In a presentation to a Senate immigration committee on Jan. 10, Jason Welty, of the Florida department of corrections, testified that there is a “confirmed alien population” of 5,641 in the state prison system, 5.6% of the inmates. Roughly 60% are there for violent crimes. About one-third are Cubans, who for the most part cannot be deported, and about 20% are Mexican.
At a net cost of roughly $48 per day, the 5,641 illegal immigrants cost the state nearly $99 million a year. The federal government reimburses the state just over $5 a day, or only about 10% of the total cost to house them. Reimbursements have declined every year since 2006.
As a percentage of the 720,000 aliens in the state, those 5,641 are 0.8% of that population.
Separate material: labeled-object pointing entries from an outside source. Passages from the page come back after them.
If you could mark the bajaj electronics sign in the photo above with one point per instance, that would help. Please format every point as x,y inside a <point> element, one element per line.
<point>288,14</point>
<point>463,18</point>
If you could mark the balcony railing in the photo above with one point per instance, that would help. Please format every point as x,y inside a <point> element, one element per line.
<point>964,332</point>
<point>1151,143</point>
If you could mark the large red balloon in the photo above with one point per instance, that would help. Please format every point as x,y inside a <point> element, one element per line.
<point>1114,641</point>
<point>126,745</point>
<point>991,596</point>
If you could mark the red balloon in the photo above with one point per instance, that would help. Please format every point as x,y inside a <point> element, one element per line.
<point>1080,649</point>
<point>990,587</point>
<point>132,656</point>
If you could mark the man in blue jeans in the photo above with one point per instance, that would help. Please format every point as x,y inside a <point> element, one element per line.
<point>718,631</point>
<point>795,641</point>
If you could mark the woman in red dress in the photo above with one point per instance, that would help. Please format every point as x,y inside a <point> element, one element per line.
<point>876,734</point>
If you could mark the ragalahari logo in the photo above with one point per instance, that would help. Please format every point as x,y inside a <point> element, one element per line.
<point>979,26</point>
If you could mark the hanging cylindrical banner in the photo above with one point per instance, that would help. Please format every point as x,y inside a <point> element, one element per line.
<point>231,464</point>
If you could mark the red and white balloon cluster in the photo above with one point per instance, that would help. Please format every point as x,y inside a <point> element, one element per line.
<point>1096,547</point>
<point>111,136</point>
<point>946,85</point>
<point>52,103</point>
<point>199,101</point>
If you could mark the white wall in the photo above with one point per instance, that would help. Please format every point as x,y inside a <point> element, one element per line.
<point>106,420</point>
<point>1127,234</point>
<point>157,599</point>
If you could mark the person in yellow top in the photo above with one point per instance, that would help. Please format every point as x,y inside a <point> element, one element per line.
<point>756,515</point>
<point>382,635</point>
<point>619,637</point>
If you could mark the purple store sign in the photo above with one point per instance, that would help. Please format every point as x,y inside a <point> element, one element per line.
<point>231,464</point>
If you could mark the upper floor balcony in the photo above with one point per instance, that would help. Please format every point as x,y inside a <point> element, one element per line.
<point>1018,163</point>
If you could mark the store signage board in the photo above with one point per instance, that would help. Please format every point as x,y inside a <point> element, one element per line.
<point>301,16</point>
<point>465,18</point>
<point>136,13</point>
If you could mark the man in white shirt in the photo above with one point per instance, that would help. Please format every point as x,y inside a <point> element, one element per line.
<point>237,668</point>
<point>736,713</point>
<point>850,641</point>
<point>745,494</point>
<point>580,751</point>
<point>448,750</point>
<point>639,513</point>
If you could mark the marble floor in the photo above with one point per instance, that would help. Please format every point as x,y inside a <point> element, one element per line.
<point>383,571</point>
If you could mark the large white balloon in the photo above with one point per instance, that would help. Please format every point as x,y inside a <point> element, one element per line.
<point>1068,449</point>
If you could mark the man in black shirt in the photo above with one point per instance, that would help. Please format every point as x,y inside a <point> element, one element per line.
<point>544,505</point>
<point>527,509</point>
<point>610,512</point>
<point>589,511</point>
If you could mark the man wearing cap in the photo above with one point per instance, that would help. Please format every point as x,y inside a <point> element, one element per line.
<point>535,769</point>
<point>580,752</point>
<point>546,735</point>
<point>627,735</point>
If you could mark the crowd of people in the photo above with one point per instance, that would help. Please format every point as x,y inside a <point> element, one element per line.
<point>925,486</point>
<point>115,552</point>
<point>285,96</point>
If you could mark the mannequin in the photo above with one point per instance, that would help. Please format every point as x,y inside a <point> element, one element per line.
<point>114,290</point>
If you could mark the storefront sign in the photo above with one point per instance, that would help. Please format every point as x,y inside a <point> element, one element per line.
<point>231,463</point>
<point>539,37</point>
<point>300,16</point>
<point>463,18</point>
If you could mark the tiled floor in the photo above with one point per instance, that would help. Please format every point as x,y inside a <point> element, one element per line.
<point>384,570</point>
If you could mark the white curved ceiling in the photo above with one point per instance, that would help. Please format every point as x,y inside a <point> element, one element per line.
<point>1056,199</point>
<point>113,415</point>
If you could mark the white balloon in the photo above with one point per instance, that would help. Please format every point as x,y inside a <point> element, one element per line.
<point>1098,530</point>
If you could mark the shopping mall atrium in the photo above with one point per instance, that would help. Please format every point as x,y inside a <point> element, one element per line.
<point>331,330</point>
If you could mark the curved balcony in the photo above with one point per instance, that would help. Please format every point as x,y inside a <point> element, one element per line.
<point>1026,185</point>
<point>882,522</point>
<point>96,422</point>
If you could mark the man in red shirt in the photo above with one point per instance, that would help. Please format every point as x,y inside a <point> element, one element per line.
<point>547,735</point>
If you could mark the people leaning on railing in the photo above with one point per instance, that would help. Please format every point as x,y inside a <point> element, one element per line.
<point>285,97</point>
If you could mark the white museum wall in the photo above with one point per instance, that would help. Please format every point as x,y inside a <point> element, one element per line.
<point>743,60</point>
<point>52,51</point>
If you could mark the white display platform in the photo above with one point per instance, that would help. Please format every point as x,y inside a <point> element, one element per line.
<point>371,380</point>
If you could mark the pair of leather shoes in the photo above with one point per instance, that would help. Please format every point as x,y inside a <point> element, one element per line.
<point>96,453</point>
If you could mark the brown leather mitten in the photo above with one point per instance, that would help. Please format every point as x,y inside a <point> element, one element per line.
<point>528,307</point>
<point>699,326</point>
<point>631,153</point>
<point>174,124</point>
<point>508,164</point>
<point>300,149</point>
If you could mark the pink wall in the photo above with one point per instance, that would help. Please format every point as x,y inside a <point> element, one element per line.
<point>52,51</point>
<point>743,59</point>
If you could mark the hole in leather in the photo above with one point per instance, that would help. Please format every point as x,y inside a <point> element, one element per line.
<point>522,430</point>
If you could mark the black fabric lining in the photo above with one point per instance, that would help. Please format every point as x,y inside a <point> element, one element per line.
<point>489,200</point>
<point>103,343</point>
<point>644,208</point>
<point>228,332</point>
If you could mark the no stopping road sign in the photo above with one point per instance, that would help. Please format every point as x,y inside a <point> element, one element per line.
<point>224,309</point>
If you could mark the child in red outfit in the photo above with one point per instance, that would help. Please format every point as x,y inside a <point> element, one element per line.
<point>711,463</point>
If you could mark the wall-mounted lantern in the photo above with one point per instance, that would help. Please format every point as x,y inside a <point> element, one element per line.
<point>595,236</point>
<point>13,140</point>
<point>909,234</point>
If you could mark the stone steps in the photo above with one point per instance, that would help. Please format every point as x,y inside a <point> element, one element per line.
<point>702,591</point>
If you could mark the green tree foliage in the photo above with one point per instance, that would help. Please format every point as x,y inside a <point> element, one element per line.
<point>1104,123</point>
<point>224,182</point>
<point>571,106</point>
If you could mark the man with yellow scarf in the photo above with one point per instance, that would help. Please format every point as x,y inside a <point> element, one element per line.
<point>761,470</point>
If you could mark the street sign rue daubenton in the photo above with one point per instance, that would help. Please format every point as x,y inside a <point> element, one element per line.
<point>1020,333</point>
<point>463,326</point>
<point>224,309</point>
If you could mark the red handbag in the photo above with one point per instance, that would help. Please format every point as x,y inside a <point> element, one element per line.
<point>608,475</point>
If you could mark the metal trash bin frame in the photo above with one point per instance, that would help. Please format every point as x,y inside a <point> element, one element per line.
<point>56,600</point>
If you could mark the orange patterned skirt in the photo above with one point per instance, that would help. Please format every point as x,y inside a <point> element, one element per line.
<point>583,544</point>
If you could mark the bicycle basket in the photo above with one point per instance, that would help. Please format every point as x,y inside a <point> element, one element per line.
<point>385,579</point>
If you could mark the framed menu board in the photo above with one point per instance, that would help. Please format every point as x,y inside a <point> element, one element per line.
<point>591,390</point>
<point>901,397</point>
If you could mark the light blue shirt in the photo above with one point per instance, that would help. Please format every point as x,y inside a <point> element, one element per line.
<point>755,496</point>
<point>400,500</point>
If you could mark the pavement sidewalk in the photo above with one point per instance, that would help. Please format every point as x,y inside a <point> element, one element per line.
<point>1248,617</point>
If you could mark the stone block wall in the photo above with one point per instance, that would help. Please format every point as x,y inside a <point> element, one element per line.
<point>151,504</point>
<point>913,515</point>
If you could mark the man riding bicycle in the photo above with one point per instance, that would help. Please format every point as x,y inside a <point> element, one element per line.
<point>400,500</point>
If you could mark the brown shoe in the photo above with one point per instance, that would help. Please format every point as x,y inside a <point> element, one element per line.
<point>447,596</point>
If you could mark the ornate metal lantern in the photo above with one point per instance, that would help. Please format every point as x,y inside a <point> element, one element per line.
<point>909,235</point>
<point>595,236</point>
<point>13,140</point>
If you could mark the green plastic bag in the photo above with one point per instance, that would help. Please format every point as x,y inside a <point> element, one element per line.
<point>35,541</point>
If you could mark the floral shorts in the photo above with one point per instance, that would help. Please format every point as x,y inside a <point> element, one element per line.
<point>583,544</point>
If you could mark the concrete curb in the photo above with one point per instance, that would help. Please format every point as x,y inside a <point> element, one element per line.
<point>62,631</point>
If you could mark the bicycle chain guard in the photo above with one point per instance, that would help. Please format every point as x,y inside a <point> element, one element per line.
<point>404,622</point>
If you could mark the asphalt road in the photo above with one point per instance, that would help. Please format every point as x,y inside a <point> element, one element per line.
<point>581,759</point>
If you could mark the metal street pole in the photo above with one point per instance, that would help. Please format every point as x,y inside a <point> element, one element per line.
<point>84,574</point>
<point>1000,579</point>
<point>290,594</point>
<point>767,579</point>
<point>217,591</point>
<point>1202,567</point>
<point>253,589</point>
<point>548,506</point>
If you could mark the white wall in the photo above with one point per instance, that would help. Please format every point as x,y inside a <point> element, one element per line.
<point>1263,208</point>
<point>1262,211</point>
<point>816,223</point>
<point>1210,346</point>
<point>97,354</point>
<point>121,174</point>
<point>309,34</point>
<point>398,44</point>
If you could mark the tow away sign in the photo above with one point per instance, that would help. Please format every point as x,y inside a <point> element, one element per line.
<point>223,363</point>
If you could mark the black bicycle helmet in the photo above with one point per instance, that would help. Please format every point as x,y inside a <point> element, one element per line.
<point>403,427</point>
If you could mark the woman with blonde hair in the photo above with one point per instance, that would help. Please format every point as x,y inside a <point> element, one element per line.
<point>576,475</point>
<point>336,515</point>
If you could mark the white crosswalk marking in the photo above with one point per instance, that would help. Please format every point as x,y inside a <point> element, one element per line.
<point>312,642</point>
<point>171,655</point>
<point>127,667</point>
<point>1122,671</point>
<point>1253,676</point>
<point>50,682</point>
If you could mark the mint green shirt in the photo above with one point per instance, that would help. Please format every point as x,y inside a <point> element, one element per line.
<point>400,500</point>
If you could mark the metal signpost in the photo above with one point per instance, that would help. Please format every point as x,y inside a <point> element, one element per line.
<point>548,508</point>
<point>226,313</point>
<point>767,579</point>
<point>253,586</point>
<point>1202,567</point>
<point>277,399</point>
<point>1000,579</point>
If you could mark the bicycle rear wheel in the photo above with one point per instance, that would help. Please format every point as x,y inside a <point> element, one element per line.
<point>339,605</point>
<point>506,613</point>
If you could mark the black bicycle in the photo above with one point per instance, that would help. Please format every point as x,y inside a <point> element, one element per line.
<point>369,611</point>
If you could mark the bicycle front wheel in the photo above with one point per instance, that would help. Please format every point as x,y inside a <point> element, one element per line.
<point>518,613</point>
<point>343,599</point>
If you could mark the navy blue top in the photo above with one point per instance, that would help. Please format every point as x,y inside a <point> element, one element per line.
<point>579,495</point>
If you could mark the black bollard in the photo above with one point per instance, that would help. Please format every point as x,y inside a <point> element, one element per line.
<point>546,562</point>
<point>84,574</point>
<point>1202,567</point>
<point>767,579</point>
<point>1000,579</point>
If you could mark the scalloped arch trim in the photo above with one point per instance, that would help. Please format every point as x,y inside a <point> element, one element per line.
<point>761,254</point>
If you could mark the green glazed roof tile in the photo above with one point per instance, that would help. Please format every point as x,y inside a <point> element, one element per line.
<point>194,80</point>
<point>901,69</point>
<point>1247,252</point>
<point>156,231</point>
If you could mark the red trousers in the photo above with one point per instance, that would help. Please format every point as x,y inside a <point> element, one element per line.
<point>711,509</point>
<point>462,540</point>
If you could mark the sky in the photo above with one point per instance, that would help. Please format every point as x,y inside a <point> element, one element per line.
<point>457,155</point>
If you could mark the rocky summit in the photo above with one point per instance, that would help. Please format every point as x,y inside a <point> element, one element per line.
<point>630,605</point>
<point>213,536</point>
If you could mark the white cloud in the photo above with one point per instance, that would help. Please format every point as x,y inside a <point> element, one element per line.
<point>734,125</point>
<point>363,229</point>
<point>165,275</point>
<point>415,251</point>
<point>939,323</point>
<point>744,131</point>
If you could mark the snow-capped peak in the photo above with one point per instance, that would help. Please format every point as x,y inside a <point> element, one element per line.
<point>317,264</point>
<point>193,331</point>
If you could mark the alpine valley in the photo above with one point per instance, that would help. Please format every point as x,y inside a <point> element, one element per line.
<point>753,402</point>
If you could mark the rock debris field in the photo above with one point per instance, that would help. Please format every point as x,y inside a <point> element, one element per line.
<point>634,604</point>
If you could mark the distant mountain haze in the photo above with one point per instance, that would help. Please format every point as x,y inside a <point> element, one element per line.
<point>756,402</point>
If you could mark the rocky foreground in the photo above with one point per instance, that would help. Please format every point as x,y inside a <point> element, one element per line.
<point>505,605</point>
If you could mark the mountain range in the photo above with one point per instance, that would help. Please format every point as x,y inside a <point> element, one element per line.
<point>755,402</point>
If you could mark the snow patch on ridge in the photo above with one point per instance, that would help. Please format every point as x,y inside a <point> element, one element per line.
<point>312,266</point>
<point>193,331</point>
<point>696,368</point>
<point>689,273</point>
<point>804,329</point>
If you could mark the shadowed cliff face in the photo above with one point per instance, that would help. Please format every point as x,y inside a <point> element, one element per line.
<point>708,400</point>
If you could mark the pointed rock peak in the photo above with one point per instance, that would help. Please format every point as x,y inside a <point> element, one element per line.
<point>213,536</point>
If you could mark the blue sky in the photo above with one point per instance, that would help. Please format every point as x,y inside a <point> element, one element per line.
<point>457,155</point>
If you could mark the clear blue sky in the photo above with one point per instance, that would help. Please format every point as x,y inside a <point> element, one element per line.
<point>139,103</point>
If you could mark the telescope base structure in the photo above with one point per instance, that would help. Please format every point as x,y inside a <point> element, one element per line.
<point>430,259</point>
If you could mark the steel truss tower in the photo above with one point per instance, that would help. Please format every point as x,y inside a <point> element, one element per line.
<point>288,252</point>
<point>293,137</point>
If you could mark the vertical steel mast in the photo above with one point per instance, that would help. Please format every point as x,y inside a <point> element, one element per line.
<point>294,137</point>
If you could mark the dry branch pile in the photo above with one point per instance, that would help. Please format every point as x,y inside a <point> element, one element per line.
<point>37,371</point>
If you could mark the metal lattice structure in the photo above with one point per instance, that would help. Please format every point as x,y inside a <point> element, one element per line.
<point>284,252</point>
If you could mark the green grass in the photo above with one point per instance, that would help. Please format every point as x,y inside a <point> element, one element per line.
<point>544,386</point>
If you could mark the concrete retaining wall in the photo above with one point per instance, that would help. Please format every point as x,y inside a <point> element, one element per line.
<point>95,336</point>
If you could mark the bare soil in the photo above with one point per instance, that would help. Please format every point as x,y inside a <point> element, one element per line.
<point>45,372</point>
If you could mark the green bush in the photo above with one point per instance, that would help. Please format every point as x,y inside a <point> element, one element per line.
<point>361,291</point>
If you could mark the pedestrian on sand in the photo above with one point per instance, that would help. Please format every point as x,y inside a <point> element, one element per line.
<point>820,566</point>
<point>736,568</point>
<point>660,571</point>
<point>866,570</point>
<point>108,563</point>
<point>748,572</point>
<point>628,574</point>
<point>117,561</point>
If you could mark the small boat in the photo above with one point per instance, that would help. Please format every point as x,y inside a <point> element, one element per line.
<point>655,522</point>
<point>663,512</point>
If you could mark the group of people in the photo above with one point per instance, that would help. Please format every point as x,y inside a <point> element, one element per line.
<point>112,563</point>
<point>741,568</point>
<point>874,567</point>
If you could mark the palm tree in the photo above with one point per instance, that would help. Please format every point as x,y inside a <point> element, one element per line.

That's only slightly higher than the 0.6% of the state's white males in state prisons, and much better than the 3.3% of the state's black males that make up the state prison population.
Another study completed in November 2001 by University of Florida and University of Miami population experts, “... concluded that foreign-born Florida residents are generally learning English at the same pace as immigrants early in the 20th century, are paying their fair share of state and local taxes, are becoming citizens and intermarrying with U.S. natives and are catching up to average American income levels within 15 years of arriving.”
Published by UF's Bureau of Economic and Business Research, the study was “ ... designed to answer key questions raised in Florida's debate over immigration, including how immigrants compare to the U.S.-born in terms of income, education, and other measures.”
$260 billion question
With such old data on the subject, Congress in gridlock, and the Arizona law under appeal and likely to go to the U.S. Supreme Court there is continued uncertainty over states' ability to enforce immigration laws for another year or two.
But a more recent study from the libertarian Cato Institute concludes that with a temporary visa program there's a huge net economic net benefit to immigration.
The authors project more than a quarter trillion dollar increase in gross domestic product from legalization of low-skilled immigrant workers versus a policy that reduces the number of low-skilled immigrant workers with border and workplace enforcement.
The study looks at proposed policy responses ranging from more restrictive borders and workplace enforcement to legalization of workers who are already here to the admission of new workers through a temporary visa program.
Such a guest worker program was advocated at the state Senate immigration committee meeting by Ediberto Román, an immigration law expert and professor at Florida International University invited to testify. “Guest worker programs could benefit us and push our workforce to mobilize in sectors to make us more competitive with other countries,” says Román.
The study concludes that increased enforcement and reduction of low-skilled immigrant workers would reduce U.S. household welfare about 0.5%, which equates to $80 billion.
In comparison, a guest worker program policy with an optimal visa tax pegged at 14% would have a positive impact for U.S. households of 1.27% of GDP, or $180 billion, according to the study. That translates to a net benefit to the economy of $260 billion in current dollars compared to a policy of enforcement.
That study contrasts with the May 2007 House immigration subcommittee testimony of Robert Rector, senior research fellow of The Heritage Foundation. Rector testified that the 4.5 million low skilled immigrant workers in 2004 — 40% of whom were illegal immigrants — produced an average net fiscal deficit of $19,588 per household, and a total annual fiscal deficit for all of these households together equaled $89.1 billion.
Yet Rector's colleague at The Heritage Foundation, Jena Baker McNeill, a policy analyst for homeland security issues, lent support recently to emphasizing legal immigration.
McNeill wrote in a Dec. 21 paper, that the strategy for immigration should include incremental reforms to secure the border, enforce immigration laws and emphasize legal immigration. “The U.S. should pilot truly temporary worker programs that allow for a market-driven source of legal labor.”
Rector recommended that, “U.S. immigration policy should encourage high-skill immigration and strictly limit low-skill immigration. In general, government policy should limit immigration to those who will be net fiscal contributors, avoiding those who will increase poverty and impose new costs on overburdened U.S. taxpayers.”
Even Román, who argues the Arizona law is unconstitutional, says, “We need to have something more consistent with our economic and security interests than an open border policy that doesn't address the security concerns.”
The Immigration and Nationality Act sets immigration policy in the United States on the basis of four general objectives:
• To facilitate the reunification of families by admitting people who already have a family member living in the United States,
• To attract workers to fill positions in certain occupations for which there are shortages,
• To increase diversity by admitting people from countries with historically low rates of immigration to the United States, and
• To provide a refuge for people who face the risk of racial, religious, or political persecution in their home country.